A piece of malicious software masquerading as a Facebook video is hijacking users’ Facebook accounts and Web browsers, according to independent Italian security researchers who have been investigating the situation.
The malware appears as a link in an e-mail or Facebook message telling people that they have been tagged in a Facebook post. When users go to Facebook and click the link, they are sent to a separate Web site and prompted to download a browser extension or plug-in to watch a video, said one of the researchers, Carlo De Micheli, in a telephone interview on Monday.
Once that plug-in is downloaded, the attackers can access everything stored in the browser, including accounts with saved passwords. Many people commonly save e-mail, Facebook and Twitter login data in their browsers, so the attackers can masquerade as the victim and tap those accounts.
Mr. De Micheli said the malicious software has been spreading at a rate of about 40,000 attacks an hour and has so far affected more than 800,000 people using Google’s popular Chrome browser. It is replicating itself primarily by hijacking victims’ Facebook accounts and reaching out to their friends on the social network. A user hit by the malicious software cannot easily remove it, since it blocks access to the browser settings that allow it to be removed and also blocks access to many sites that offer virus removal software.
A spokeswoman for Google, which makes the Chrome browser, said the company was aware of the attack and has already disabled the browser extensions that allowed it.

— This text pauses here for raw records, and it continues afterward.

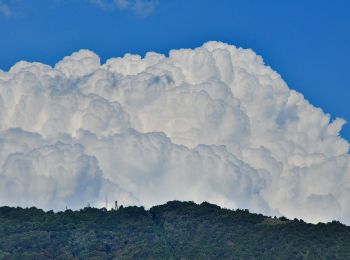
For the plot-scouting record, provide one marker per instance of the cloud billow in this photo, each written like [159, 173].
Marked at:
[209, 124]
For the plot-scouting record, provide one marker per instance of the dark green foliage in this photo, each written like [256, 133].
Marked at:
[176, 230]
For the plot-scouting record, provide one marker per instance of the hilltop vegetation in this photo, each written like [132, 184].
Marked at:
[171, 231]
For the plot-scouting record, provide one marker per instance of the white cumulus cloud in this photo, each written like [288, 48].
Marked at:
[212, 123]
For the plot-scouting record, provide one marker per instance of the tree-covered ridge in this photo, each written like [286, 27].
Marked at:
[171, 231]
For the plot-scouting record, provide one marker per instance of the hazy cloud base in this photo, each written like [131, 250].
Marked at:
[213, 123]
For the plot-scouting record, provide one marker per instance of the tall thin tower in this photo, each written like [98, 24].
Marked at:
[106, 201]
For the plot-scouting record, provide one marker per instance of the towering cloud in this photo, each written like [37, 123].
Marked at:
[214, 123]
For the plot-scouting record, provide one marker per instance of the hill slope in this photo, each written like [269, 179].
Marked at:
[174, 230]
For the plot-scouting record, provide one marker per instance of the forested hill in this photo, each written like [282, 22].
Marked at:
[171, 231]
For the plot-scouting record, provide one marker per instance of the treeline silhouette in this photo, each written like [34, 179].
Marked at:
[176, 230]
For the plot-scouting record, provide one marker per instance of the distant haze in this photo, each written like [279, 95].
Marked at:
[210, 124]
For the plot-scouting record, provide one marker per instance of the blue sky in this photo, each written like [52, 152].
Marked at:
[307, 42]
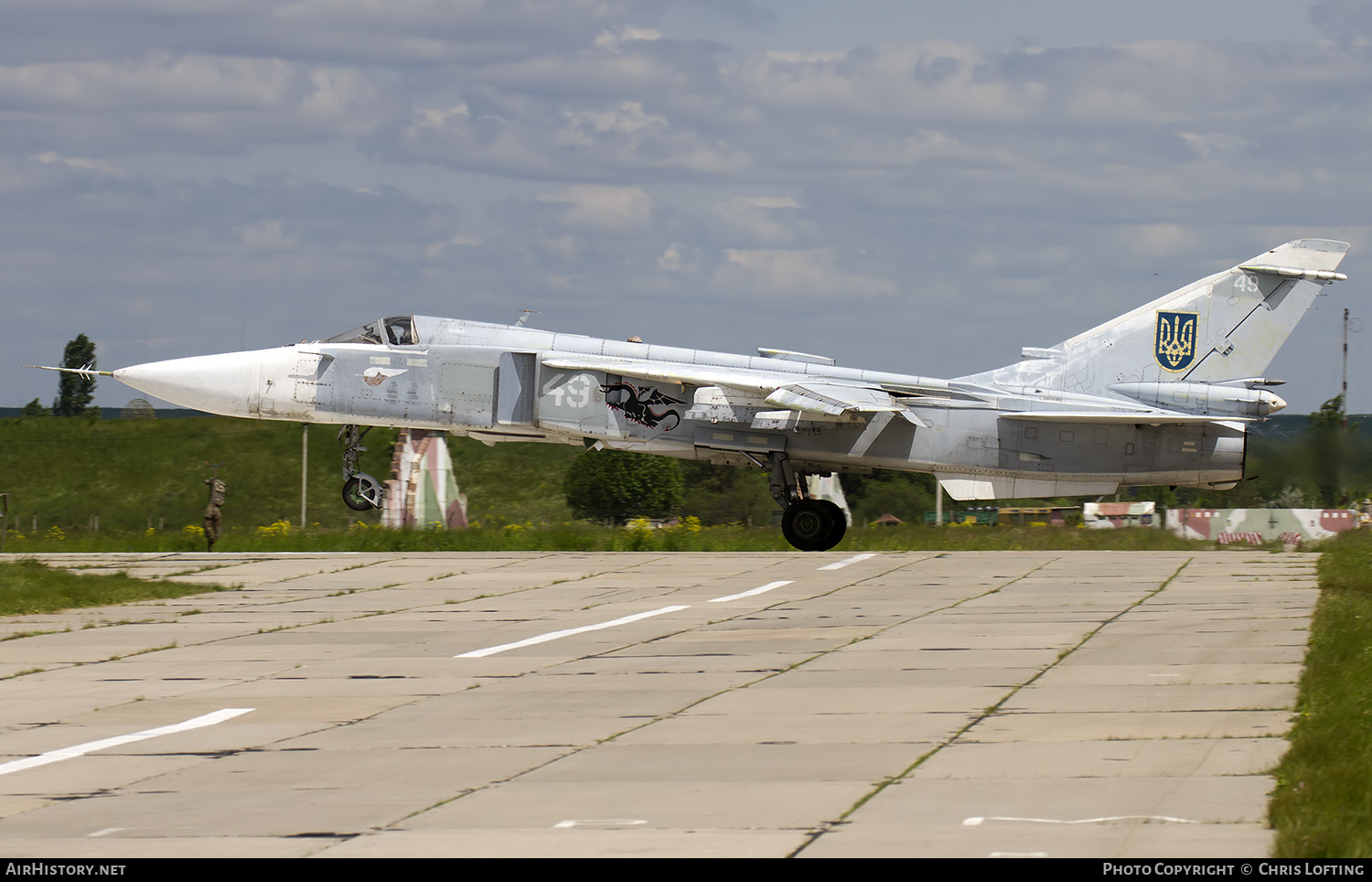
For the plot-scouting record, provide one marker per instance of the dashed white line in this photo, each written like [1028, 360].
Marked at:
[68, 753]
[553, 635]
[752, 593]
[844, 563]
[973, 822]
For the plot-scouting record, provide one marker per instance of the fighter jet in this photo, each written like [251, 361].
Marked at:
[1160, 395]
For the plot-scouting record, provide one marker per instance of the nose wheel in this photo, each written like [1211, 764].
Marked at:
[361, 491]
[814, 524]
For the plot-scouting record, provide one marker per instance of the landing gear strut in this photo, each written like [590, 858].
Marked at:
[809, 524]
[361, 491]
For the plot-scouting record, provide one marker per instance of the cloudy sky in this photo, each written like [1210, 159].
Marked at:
[907, 187]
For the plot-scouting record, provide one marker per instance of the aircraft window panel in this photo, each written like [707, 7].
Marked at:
[367, 334]
[400, 331]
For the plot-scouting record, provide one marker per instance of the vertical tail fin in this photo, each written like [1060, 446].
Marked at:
[1226, 327]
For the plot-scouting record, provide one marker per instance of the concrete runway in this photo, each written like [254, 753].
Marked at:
[372, 705]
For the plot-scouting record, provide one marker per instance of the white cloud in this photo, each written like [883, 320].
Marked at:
[603, 208]
[798, 274]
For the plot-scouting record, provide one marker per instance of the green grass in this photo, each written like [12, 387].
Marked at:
[1323, 804]
[139, 473]
[29, 586]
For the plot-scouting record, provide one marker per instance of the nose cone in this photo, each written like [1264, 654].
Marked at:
[222, 384]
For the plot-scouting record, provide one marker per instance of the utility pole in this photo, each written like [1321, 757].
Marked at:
[1344, 401]
[305, 468]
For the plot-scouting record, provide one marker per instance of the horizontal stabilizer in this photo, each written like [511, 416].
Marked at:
[781, 390]
[963, 487]
[837, 400]
[1150, 417]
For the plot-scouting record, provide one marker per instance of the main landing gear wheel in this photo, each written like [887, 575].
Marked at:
[814, 524]
[361, 492]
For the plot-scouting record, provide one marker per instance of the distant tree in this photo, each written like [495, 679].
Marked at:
[76, 392]
[1331, 447]
[620, 486]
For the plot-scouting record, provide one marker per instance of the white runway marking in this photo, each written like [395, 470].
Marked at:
[757, 590]
[66, 753]
[973, 822]
[845, 561]
[553, 635]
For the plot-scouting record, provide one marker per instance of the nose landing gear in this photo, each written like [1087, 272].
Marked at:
[809, 524]
[361, 491]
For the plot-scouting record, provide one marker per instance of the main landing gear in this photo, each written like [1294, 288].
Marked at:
[809, 524]
[361, 491]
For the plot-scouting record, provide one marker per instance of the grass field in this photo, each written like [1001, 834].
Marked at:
[1323, 804]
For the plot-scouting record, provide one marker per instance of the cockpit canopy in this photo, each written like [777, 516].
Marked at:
[397, 331]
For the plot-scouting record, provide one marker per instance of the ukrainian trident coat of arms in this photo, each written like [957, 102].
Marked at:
[1174, 346]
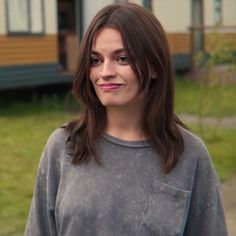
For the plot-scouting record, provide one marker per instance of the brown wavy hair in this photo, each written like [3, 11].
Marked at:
[147, 47]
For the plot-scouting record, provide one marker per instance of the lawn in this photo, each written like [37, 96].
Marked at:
[26, 126]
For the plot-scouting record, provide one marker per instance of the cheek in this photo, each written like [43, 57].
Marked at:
[93, 75]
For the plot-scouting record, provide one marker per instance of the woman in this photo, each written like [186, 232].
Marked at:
[127, 165]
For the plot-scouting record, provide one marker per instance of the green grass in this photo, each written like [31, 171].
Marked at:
[216, 101]
[24, 131]
[26, 126]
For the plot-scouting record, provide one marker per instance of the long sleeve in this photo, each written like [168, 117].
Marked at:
[206, 215]
[41, 219]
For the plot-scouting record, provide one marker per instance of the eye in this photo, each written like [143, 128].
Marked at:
[123, 59]
[95, 61]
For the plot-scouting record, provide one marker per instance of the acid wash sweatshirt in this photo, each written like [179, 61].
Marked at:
[128, 195]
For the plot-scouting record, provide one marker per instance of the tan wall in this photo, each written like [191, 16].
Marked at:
[179, 42]
[174, 15]
[212, 40]
[28, 50]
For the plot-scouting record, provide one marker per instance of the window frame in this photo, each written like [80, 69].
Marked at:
[218, 11]
[29, 31]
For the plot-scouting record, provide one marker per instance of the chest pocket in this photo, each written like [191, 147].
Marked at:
[166, 210]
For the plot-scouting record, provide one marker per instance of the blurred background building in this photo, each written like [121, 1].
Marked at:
[39, 38]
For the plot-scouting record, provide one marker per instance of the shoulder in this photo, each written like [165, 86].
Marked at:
[194, 145]
[195, 150]
[58, 138]
[54, 152]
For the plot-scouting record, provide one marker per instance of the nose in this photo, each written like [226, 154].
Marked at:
[108, 70]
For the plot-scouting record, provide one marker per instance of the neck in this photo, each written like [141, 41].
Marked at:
[125, 123]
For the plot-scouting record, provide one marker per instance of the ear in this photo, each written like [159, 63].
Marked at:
[154, 75]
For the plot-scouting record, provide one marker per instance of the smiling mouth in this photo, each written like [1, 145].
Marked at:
[110, 86]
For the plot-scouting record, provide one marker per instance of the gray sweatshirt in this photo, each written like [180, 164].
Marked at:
[129, 195]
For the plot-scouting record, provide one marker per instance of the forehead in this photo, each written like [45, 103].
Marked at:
[107, 37]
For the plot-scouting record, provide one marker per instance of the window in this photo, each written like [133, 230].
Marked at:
[217, 12]
[25, 16]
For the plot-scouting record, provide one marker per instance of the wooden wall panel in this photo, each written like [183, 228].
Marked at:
[213, 40]
[179, 43]
[19, 50]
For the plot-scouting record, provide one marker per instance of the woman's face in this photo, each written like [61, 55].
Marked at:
[114, 81]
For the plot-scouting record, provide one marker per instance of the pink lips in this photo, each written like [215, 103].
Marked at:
[109, 86]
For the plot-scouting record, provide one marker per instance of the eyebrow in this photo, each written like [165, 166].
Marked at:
[117, 51]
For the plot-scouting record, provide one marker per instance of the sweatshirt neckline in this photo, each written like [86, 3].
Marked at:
[121, 142]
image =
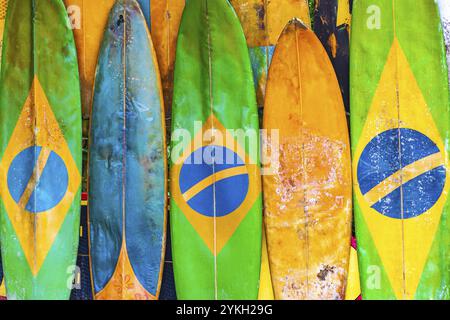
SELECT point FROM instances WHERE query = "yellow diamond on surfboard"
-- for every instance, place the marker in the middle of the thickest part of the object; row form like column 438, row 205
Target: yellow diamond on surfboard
column 400, row 124
column 48, row 136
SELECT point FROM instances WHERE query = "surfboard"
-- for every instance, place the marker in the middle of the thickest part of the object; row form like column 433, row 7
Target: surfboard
column 332, row 25
column 166, row 18
column 263, row 21
column 400, row 124
column 307, row 198
column 88, row 20
column 127, row 162
column 145, row 7
column 444, row 9
column 3, row 8
column 40, row 150
column 216, row 209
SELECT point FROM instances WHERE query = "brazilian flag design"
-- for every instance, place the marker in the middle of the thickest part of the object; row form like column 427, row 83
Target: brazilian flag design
column 40, row 151
column 400, row 129
column 216, row 209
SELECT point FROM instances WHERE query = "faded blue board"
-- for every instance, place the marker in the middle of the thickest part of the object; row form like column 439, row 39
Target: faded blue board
column 127, row 174
column 145, row 6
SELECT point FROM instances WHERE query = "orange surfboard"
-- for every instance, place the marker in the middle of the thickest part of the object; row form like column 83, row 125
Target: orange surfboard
column 308, row 196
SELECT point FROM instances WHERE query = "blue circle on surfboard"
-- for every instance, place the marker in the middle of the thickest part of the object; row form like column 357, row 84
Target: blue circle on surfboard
column 50, row 187
column 225, row 195
column 381, row 159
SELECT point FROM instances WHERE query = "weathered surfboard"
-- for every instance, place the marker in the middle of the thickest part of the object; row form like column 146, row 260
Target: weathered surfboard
column 263, row 21
column 353, row 290
column 400, row 126
column 40, row 151
column 308, row 198
column 88, row 20
column 127, row 162
column 332, row 25
column 216, row 210
column 444, row 8
column 166, row 17
column 3, row 7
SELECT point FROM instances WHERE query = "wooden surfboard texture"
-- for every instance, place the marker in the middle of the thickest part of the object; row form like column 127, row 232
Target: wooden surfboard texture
column 127, row 166
column 216, row 209
column 332, row 25
column 3, row 8
column 145, row 7
column 353, row 290
column 307, row 200
column 400, row 125
column 88, row 20
column 40, row 151
column 263, row 21
column 166, row 18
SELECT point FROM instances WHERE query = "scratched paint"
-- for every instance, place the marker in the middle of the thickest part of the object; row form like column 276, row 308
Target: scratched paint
column 127, row 186
column 40, row 150
column 308, row 200
column 332, row 26
column 166, row 17
column 262, row 22
column 400, row 124
column 444, row 7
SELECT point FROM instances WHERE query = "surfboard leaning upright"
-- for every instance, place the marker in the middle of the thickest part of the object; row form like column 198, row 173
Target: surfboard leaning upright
column 307, row 198
column 400, row 127
column 127, row 166
column 216, row 214
column 3, row 8
column 40, row 151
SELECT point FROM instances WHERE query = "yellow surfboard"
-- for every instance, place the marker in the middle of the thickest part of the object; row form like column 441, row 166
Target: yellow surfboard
column 166, row 17
column 308, row 197
column 263, row 21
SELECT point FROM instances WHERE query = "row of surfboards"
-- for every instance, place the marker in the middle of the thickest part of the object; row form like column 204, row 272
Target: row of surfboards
column 399, row 130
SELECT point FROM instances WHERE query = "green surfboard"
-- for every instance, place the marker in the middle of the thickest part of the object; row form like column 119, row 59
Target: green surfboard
column 40, row 151
column 216, row 214
column 400, row 123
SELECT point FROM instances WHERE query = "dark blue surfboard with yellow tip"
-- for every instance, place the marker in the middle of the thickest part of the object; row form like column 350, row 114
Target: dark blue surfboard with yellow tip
column 127, row 184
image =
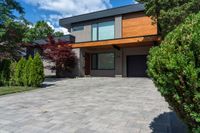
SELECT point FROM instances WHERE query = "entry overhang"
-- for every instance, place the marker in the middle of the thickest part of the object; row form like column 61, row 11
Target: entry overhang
column 118, row 42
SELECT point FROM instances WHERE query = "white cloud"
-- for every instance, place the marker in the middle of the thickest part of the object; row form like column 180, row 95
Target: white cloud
column 70, row 7
column 135, row 2
column 66, row 8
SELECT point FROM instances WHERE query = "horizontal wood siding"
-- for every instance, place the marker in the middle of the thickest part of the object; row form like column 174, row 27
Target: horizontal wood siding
column 137, row 24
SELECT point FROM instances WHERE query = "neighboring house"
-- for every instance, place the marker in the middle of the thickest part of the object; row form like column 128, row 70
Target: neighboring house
column 113, row 42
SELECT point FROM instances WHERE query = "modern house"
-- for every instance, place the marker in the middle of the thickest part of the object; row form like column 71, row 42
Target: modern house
column 113, row 42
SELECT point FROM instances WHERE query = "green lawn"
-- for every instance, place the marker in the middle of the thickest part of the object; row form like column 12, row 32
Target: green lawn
column 14, row 89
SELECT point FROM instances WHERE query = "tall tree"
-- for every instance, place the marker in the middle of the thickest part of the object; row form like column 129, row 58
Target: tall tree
column 41, row 30
column 12, row 28
column 61, row 55
column 170, row 13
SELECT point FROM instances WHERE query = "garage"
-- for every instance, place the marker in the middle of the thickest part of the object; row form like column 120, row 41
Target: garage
column 136, row 66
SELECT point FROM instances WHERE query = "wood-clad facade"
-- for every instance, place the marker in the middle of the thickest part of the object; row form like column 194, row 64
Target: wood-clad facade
column 131, row 33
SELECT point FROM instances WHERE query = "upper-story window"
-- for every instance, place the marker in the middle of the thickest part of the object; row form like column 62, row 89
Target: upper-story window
column 103, row 31
column 78, row 28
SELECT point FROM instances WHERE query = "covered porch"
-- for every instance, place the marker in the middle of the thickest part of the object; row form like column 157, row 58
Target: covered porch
column 115, row 58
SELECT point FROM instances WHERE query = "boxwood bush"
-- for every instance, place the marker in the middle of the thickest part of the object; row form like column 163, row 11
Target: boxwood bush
column 174, row 67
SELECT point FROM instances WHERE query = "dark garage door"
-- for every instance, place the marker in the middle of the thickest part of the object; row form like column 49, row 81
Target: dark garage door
column 136, row 66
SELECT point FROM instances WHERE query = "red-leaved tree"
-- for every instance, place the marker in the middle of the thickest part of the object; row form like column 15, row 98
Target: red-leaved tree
column 61, row 54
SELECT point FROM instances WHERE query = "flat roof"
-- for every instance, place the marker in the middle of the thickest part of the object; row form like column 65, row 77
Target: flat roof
column 66, row 22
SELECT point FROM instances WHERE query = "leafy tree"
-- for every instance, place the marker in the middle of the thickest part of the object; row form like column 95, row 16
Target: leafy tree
column 12, row 28
column 26, row 72
column 175, row 69
column 41, row 30
column 18, row 76
column 170, row 13
column 61, row 55
column 5, row 72
column 11, row 38
column 36, row 71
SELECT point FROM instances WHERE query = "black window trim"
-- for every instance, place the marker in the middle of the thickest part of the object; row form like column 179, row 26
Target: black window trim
column 96, row 54
column 97, row 23
column 79, row 26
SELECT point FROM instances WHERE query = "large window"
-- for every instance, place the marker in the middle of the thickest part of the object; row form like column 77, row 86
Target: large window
column 78, row 28
column 103, row 61
column 103, row 31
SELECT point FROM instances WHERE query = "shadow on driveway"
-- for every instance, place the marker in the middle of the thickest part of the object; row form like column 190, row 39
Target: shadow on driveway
column 159, row 124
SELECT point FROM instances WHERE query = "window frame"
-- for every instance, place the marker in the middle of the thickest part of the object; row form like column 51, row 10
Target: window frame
column 97, row 61
column 77, row 28
column 98, row 31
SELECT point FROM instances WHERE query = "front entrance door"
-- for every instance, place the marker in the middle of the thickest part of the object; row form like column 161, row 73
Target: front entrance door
column 87, row 63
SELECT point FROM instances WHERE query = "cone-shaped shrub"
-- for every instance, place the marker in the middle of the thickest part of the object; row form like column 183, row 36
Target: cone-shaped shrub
column 175, row 69
column 12, row 72
column 36, row 71
column 18, row 76
column 26, row 72
column 5, row 72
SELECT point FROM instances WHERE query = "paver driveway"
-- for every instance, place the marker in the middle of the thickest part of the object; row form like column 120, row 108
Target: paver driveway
column 87, row 105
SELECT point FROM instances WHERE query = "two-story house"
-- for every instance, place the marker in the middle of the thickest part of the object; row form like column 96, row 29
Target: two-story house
column 113, row 42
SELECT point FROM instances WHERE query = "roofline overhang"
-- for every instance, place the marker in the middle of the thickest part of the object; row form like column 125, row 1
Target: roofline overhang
column 66, row 22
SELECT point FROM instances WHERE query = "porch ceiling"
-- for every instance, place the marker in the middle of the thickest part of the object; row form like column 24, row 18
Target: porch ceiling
column 119, row 42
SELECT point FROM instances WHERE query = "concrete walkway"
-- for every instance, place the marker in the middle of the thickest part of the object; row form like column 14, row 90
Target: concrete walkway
column 89, row 105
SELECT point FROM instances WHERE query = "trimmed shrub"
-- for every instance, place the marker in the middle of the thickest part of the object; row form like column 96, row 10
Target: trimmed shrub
column 26, row 72
column 5, row 72
column 12, row 73
column 175, row 69
column 36, row 71
column 18, row 76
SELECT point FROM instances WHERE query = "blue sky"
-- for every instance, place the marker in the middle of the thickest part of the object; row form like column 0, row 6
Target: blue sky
column 52, row 10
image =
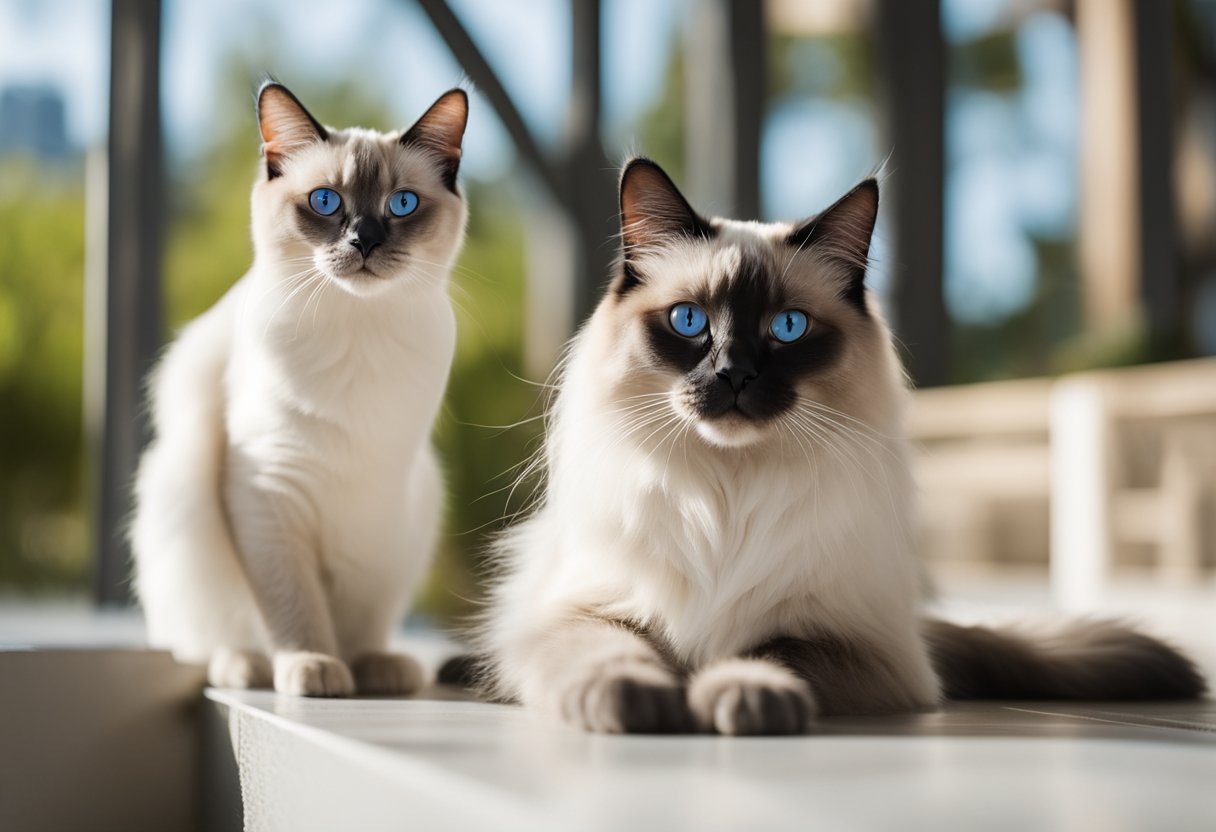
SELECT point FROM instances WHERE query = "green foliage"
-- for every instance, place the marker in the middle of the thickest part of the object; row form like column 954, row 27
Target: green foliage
column 43, row 539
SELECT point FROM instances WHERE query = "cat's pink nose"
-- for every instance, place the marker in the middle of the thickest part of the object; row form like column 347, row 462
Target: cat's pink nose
column 369, row 234
column 737, row 376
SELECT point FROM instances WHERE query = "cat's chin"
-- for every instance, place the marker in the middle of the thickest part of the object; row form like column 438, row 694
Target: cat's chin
column 731, row 431
column 361, row 282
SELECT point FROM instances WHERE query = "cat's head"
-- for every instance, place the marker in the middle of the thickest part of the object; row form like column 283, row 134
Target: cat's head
column 746, row 331
column 361, row 207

“When we detect items containing malware or learn of them through reports, we remove them from the Chrome Web Store and from active Chrome instances,” said the spokeswoman, Veronica Navarrete, in a statement. “We’ve already removed several of these extensions, and are continuing to improve our automated systems to help detect them even faster.”
Facebook said that its security systems had also detected the attack and it was working to clear the malicious links.
“In the meantime, we have been blocking people from clicking through the links and have reported the bad browser extensions to the appropriate parties,” Michael Kirkland, a Facebook spokesman, said in a statement. “We believe only a small percentage of our users were affected by this issue, and we are currently working with them to ensure that they’ve removed the bad browser extension.”
However, Mr. De Micheli said the attackers, who appear to be of Turkish origin based on comments embedded in the software, were adapting the malicious code and had already found a way to target users of Firefox, another popular browser.
This is not the first instance of an attack through a browser extension, which is a bit of software that allows a Web browser to perform specific functions, much like an app does for a smartphone. But this attack appears to be one of the most extensive to use the technology.
“A few years ago, you’d tell your friends, don’t click on attachments,” Mr. De Micheli said. Now, the same advice applies to browser add-ons, he said.
Mr. De Micheli said that browser makers should do a better job of warning users that installing a plug-in, like installing a smartphone app, can give the software access to a wide variety of personal information. “People are used to clicking ‘accept,’” he said.
Mr. De Micheli is an independent security researcher who, along with several other Italian colleagues, has done extensive work tracking unseemly activity on social networks, including the underground market in fake Twitter followers. In the case of the malicious browser extensions, he is working with Andrea Stroppa, Danny di Stefano and Matt Hofman.
Justin O’Kelly, a spokesman for Mozilla, said that users should make sure that they are only installing legitimate software from well-known Web sites that they trust. “Users should be wary of scams or suspicious messages asking them to install software from an unknown site,” he said in a statement.